Danang, Vietnam—A US aircraft carrier arrived in the central Vietnamese city of Danang on Sunday, AFP journalists saw, weeks after Hanoi protested against Chinese vessels sailing in its waters.
The USS Ronald Reagan’s port call in Danang comes as the US and Vietnam celebrate the 10th anniversary of their “comprehensive partnership”, with the two countries sharing increasingly close trade links, as well as concerns over China’s growing strength in the region.
A Chinese survey vessel, multiple coast guard ships and fishing boats operated for several weeks in Vietnam’s exclusive economic zone in the South China Sea, prompting a demand that they leave from Vietnam’s foreign ministry.
The boats eventually departed in early June.
China claims most of the resource-rich waterway despite competing claims from other Southeast Asian nations including Vietnam, the Philippines and Malaysia.
“The visit gives that message that Vietnam is continuing to balance against China by improving its security relationship with the US, and with other outside powers,” Nguyen The Phuong, a PhD candidate in maritime security at the University of New South Wales Canberra, told AFP.

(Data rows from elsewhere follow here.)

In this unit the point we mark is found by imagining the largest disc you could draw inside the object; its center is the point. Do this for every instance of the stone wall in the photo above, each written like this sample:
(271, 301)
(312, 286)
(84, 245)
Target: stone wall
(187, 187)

The US aircraft carrier’s visit follows the arrival of Indian naval ships in Danang last month, as well as a port call by Japan’s largest warship in Cam Ranh, a city on the southeastern coast, earlier this week.
Pham Thu Hang, spokesperson for Vietnam’s foreign ministry, said earlier in the week that port calls were an “ordinary friendship exchange for peace, stability, and cooperation and development in the region and the world”.
Strong bilateral ties between the US and Vietnam are key for Washington if it wants to remain the dominant power in the region, Phuong said.